Schönau am Königssee - Die Aufregung, die noch vor einem Jahr bei der Aktionärsversammlung der Berchtesgadener Bergbahn AG zu spüren war, hat sich gelegt. Doch alle Aktionäre waren trotzdem nicht zufrieden.

Ein Aktionär forderte alle Anwesenden auf, den Vorstand im Geschäftsjahr 2008/09 nicht zu entlasten. Er befürchtet, dass die hohen Investitionen, die die AG in den vergangenen Jahren getätigt hat, auf Dauer schlimme Folgen haben werden.

Insgesamt 4,6 Millionen Euro sind in den vergangenen Jahren in den Ausbau der Beschneiungsanlage bis ins Tal und der Pisten gesteckt worden. Die steigenden Gästezahlen sprechen zwar dafür.
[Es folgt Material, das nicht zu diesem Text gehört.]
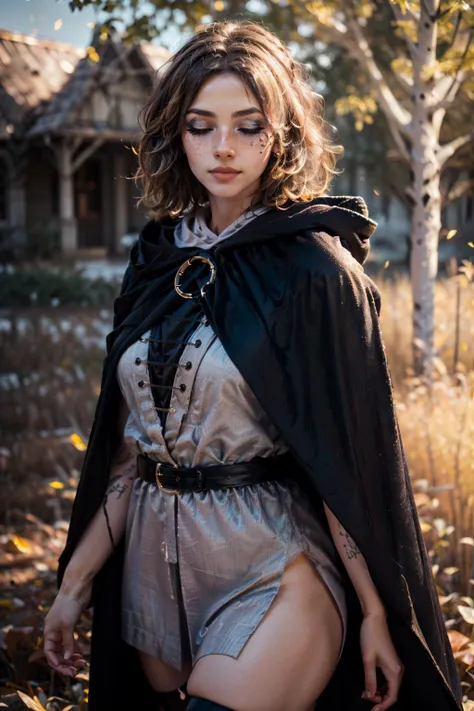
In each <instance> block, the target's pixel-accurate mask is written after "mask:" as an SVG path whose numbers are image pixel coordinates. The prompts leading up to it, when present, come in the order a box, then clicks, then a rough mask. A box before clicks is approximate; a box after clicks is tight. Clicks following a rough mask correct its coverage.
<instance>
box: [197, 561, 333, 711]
mask: <svg viewBox="0 0 474 711" xmlns="http://www.w3.org/2000/svg"><path fill="white" fill-rule="evenodd" d="M342 632H343V628H342V620H341V618H340V615H339V612H338V608H337V606H336V603H335V601H334V598H333V597H332V595H331V593H330V592H329V590H328V588H327V586H326V585H325V583H324V581H323V580H322V578H321V577H320V575H319V573H318V572H317V571H316V568H315V566H314V565H313V563H312V562H311V561H310V560H309V559H308V558H307V557H306V555H305V554H304V553H302V554H300V555H298V556H297V557H296V558H294V559H293V560H292V561H291V562H290V563H289V564H288V565H287V566H286V568H285V570H284V572H283V576H282V580H281V586H280V589H279V591H278V593H277V595H276V596H275V599H274V600H273V602H272V604H271V605H270V608H269V609H268V611H267V612H266V614H265V616H264V617H263V620H261V621H260V623H259V625H258V627H257V629H256V630H255V631H254V632H253V633H252V635H251V636H250V638H249V640H248V641H247V643H246V644H245V646H244V647H243V649H242V650H241V652H240V654H239V656H238V658H233V657H230V656H227V655H223V654H208V655H204V656H202V657H201V658H200V659H198V660H197V662H196V664H195V665H194V667H193V670H192V672H191V675H190V677H189V679H188V683H187V689H188V693H189V695H190V697H193V696H196V697H198V698H208V699H213V700H214V701H216V702H219V703H220V704H223V706H224V708H226V707H229V708H231V709H238V710H239V711H309V709H313V708H314V704H315V701H316V700H317V698H318V697H319V696H320V694H321V693H322V691H323V690H324V688H325V687H326V685H327V683H328V681H329V680H330V678H331V676H332V674H333V672H334V669H335V668H336V664H337V660H338V655H339V652H340V647H341V641H342ZM211 708H212V707H211Z"/></svg>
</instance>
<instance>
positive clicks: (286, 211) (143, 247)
mask: <svg viewBox="0 0 474 711" xmlns="http://www.w3.org/2000/svg"><path fill="white" fill-rule="evenodd" d="M178 221H179V220H178V219H168V220H162V221H160V222H156V221H154V220H151V221H150V222H148V223H147V224H146V225H145V226H144V228H143V230H142V232H141V234H140V237H139V241H138V244H137V245H135V248H133V249H132V254H131V261H132V264H133V265H134V266H149V265H150V264H151V262H152V261H153V260H155V259H157V258H162V257H164V256H167V252H168V249H167V248H168V247H169V246H174V238H173V232H174V228H175V226H176V224H177V222H178ZM376 227H377V222H375V221H374V220H372V219H371V218H370V217H369V216H368V209H367V204H366V202H365V200H364V198H362V197H360V196H345V195H344V196H332V197H328V196H326V197H317V198H314V199H313V200H310V201H308V202H303V201H301V202H293V203H292V204H291V205H290V207H288V208H285V209H277V208H272V209H270V210H269V211H268V212H265V213H264V214H262V215H259V216H258V217H256V218H255V219H253V220H252V221H251V222H250V223H248V224H247V225H245V226H243V227H242V229H240V230H238V231H237V232H235V233H234V234H233V235H231V236H230V237H228V238H227V239H225V240H224V241H223V242H218V243H217V244H216V245H215V247H213V248H211V250H210V251H215V252H216V253H218V252H220V251H223V250H226V249H229V248H231V247H235V246H238V245H244V244H250V243H252V242H260V241H264V240H267V239H272V238H274V237H281V236H284V235H288V236H289V235H294V234H303V233H305V232H313V231H318V232H321V231H322V232H326V233H327V234H329V235H332V236H334V237H338V238H339V239H340V242H341V244H342V246H343V247H345V248H346V249H347V250H348V251H349V252H350V253H351V255H352V256H353V257H354V259H355V260H356V261H358V262H359V263H360V264H364V262H365V261H366V259H367V257H368V255H369V251H370V245H369V240H370V237H371V236H372V234H373V233H374V231H375V229H376ZM187 249H188V248H186V247H185V248H182V251H183V252H184V253H185V252H186V251H187ZM190 249H192V248H190Z"/></svg>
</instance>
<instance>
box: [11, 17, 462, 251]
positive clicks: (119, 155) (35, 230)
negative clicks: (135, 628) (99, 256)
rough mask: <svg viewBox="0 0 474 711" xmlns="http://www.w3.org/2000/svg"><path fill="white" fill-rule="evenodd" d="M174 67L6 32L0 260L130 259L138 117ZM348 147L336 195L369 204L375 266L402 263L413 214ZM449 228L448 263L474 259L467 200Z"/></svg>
mask: <svg viewBox="0 0 474 711" xmlns="http://www.w3.org/2000/svg"><path fill="white" fill-rule="evenodd" d="M168 57H169V52H168V50H166V49H164V48H162V47H158V46H156V45H153V44H150V43H141V44H134V45H131V46H127V45H126V44H124V43H123V41H122V39H121V37H120V35H119V34H118V33H114V34H112V35H111V36H109V37H108V38H107V40H106V41H101V39H100V36H99V35H98V34H97V33H94V35H93V38H92V42H91V46H90V47H88V48H86V49H79V48H77V47H74V46H71V45H66V44H62V43H59V42H55V41H52V40H41V39H36V38H34V37H29V36H24V35H18V34H14V33H12V32H8V31H5V30H0V258H1V255H2V252H3V253H5V252H6V253H7V254H9V253H14V252H15V249H16V248H19V249H22V248H23V247H25V246H26V247H27V248H28V249H29V251H30V253H32V254H36V255H41V254H47V255H58V254H62V255H63V256H64V257H69V258H75V257H77V256H80V257H91V256H101V257H104V256H107V257H109V256H116V255H117V256H120V255H122V256H123V255H124V254H125V252H126V247H125V246H124V242H126V240H124V239H123V238H124V237H126V236H127V235H130V239H132V237H133V235H136V234H137V233H138V231H139V230H140V228H141V226H142V225H143V223H144V221H145V219H146V216H145V211H144V210H143V209H137V207H136V202H137V200H136V198H137V196H138V192H139V188H138V187H137V186H136V185H135V183H134V181H133V180H131V179H130V177H131V176H132V175H133V172H134V170H135V167H136V156H135V154H134V153H133V151H132V146H133V144H134V143H135V142H136V140H137V139H138V138H139V135H140V128H139V125H138V122H137V117H138V111H139V109H140V108H141V106H142V105H143V104H144V103H145V101H146V99H147V97H148V95H149V93H150V91H151V90H152V87H153V84H154V81H155V80H156V74H157V72H158V73H159V71H160V68H161V67H162V66H163V64H164V63H165V62H166V60H167V59H168ZM341 141H342V143H343V144H344V146H345V164H344V166H343V168H344V172H343V173H342V175H340V176H338V177H337V178H336V181H335V183H334V186H333V190H332V193H334V194H341V195H344V194H345V195H348V194H351V195H353V194H357V195H362V196H363V197H364V198H365V199H366V201H367V204H368V207H369V212H370V215H371V216H372V217H373V218H374V219H375V220H376V221H377V222H378V223H379V227H378V229H377V231H376V232H375V234H374V238H373V240H372V245H373V246H372V250H371V254H370V257H369V259H370V260H371V261H374V262H376V263H378V264H380V263H382V264H383V263H384V261H385V260H390V261H391V263H394V262H406V259H407V253H408V241H409V234H410V222H409V217H408V213H407V210H406V209H405V207H404V205H403V204H402V202H401V200H399V199H397V197H396V196H394V195H393V194H392V191H391V190H390V188H388V187H387V186H386V185H384V181H383V180H379V179H377V178H374V175H373V173H372V172H371V170H370V168H369V169H368V168H367V166H366V165H365V164H364V162H363V161H361V159H360V156H361V155H364V153H365V151H364V148H363V146H361V145H360V144H359V145H358V146H357V145H356V144H354V142H353V141H352V140H351V139H350V138H349V139H348V140H347V141H346V140H345V139H344V135H342V134H341ZM465 177H471V178H474V176H472V175H471V176H465ZM446 179H447V176H446ZM375 183H377V184H375ZM443 229H444V233H446V232H447V231H448V230H451V229H459V230H460V235H459V236H460V237H461V233H462V240H452V241H450V242H446V240H444V242H441V243H440V261H441V262H443V261H446V260H447V259H448V258H449V256H451V255H452V254H457V255H458V256H471V249H470V248H468V246H467V245H468V244H469V240H471V241H472V240H473V237H472V231H473V195H472V191H471V194H468V195H464V196H463V197H462V198H461V199H459V200H457V201H455V202H454V203H452V204H451V205H449V206H448V207H447V208H445V209H444V210H443ZM459 245H460V246H459Z"/></svg>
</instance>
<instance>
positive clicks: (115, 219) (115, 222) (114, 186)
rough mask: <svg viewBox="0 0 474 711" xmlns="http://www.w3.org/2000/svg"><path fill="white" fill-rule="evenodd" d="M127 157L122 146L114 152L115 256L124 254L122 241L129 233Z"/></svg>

Allerdings muss Vorstand Stefan Kurz zugeben, dass man sich von der Beschneiung bis ins Tal mehr Resonanz erwartet hat. "Wir wollten die Erstzutritte im Vergleich zu 2007/08 um 30 Prozent steigern." Letztendlich waren es 18 Prozent. Also zuwenig, um auf Dauer die positive Bilanz halten zu können.
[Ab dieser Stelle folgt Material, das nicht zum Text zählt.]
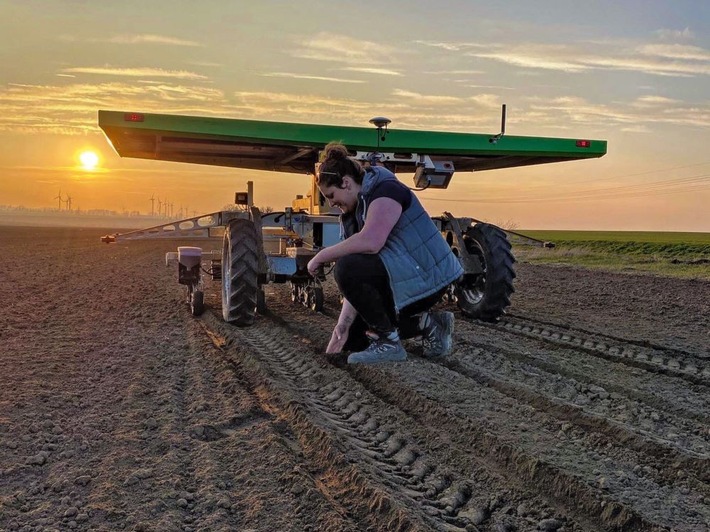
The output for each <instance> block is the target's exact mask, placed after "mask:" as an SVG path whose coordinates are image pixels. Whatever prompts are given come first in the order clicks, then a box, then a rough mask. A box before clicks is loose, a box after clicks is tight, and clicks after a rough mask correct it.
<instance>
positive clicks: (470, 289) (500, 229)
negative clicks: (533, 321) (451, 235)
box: [454, 223, 515, 321]
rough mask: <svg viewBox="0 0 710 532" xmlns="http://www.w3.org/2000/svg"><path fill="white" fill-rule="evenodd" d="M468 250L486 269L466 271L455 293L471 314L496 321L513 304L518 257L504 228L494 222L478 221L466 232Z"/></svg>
mask: <svg viewBox="0 0 710 532" xmlns="http://www.w3.org/2000/svg"><path fill="white" fill-rule="evenodd" d="M463 238H464V242H465V244H466V250H467V251H468V253H469V254H471V255H473V256H474V257H476V258H477V259H478V260H479V261H480V262H481V268H482V270H483V273H480V274H464V276H463V279H462V280H461V281H459V282H458V283H456V285H455V287H454V293H455V295H456V299H457V302H458V306H459V308H460V309H461V310H462V311H463V313H464V314H465V315H466V316H468V317H470V318H477V319H480V320H484V321H495V320H497V319H498V318H499V317H500V316H501V315H503V314H504V313H505V309H506V308H507V307H508V306H509V305H510V296H511V295H512V294H513V292H514V291H515V289H514V288H513V279H514V278H515V270H514V269H513V264H514V263H515V258H514V257H513V253H512V252H511V250H510V242H508V238H507V236H506V234H505V232H504V231H503V230H502V229H500V228H499V227H496V226H495V225H490V224H483V223H479V224H476V225H474V226H473V227H470V228H469V229H468V230H466V232H465V233H464V235H463Z"/></svg>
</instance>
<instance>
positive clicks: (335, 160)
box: [316, 142, 365, 187]
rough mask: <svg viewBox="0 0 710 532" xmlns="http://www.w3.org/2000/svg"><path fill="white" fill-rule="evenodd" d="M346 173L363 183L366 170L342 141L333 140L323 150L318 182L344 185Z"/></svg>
mask: <svg viewBox="0 0 710 532" xmlns="http://www.w3.org/2000/svg"><path fill="white" fill-rule="evenodd" d="M346 175H348V176H350V177H352V178H353V180H354V181H355V182H356V183H357V184H358V185H361V184H362V178H363V177H364V176H365V170H364V169H363V167H362V166H361V165H360V163H358V162H357V161H353V160H352V159H351V158H350V157H349V153H348V149H347V148H346V147H345V146H344V145H343V144H341V143H340V142H331V143H329V144H328V145H327V146H326V147H325V149H324V150H323V154H322V155H321V164H320V168H319V169H318V176H317V179H316V182H317V184H318V186H325V187H332V186H336V187H342V186H343V177H345V176H346Z"/></svg>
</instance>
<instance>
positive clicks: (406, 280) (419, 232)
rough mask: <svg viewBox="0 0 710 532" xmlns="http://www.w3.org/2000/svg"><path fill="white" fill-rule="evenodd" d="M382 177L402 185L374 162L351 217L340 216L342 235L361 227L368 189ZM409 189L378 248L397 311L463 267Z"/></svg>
mask: <svg viewBox="0 0 710 532" xmlns="http://www.w3.org/2000/svg"><path fill="white" fill-rule="evenodd" d="M386 180H394V181H397V183H399V184H400V185H401V186H403V187H404V186H405V185H404V184H403V183H401V182H400V181H399V180H398V179H397V177H396V176H395V175H394V174H393V173H392V172H390V171H389V170H387V169H386V168H383V167H381V166H376V167H372V168H370V169H368V170H367V172H366V173H365V177H364V178H363V182H362V189H361V191H360V194H359V196H358V205H357V208H356V210H355V217H354V218H355V219H354V220H353V219H352V217H350V219H349V220H348V217H345V216H343V217H341V222H342V224H343V225H342V227H343V233H344V236H346V237H348V236H352V234H353V233H355V232H356V231H360V230H361V229H362V228H363V226H364V225H365V219H366V217H367V208H368V206H369V203H370V196H371V193H372V190H373V189H374V188H375V185H377V184H378V183H381V182H382V181H386ZM409 193H410V194H411V197H412V202H411V204H410V206H409V208H408V209H406V210H404V211H402V215H401V216H400V217H399V220H397V223H396V224H395V226H394V228H393V229H392V232H391V233H390V235H389V236H388V237H387V241H386V242H385V245H384V247H383V248H382V249H381V250H380V252H379V255H380V258H381V259H382V263H383V264H384V266H385V269H386V270H387V273H388V274H389V278H390V287H391V288H392V295H393V298H394V304H395V310H396V311H397V312H399V311H400V310H401V309H403V308H404V307H406V306H407V305H409V304H410V303H414V302H415V301H418V300H420V299H422V298H425V297H427V296H429V295H431V294H434V293H435V292H438V291H439V290H441V289H442V288H444V287H446V286H448V285H449V284H451V283H453V282H454V281H455V280H456V279H458V278H459V277H461V275H463V268H462V267H461V264H460V263H459V260H458V259H457V258H456V256H455V255H454V254H453V252H452V251H451V248H450V247H449V245H448V244H447V243H446V240H444V237H443V236H442V235H441V233H440V232H439V230H438V229H437V227H436V225H434V222H433V221H432V220H431V218H430V217H429V215H428V214H427V212H426V211H425V210H424V207H422V204H421V203H419V199H418V198H417V197H416V196H415V195H414V193H412V192H411V191H410V192H409ZM348 222H350V223H348Z"/></svg>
"Wir müssen dringend aggressiver und gezielter Werbung machen", gab Kurz gegenüber der Versammlung zu. Dank der Rücklagen aus dem Geschäftsjahr 2007/08 konnte auch 2008/09 eine positive Bilanz gezogen werden. Doch die 1000 Euro Bilanzgewinn werden im kommenden Jahr wohl nicht reichen, um nicht in die roten Zahlen zu rutschen. Vor allem, da der Ausblick auf das bisherige Geschäftsjahr 2009/2010 keine positiven Erstzutrittszahlen vorweisen kann. Aufgrund des schlechten Winters sind die Zahlen um 16 Prozent zurückgegangen und auch der Sommer hält bisher nicht, was er verspricht.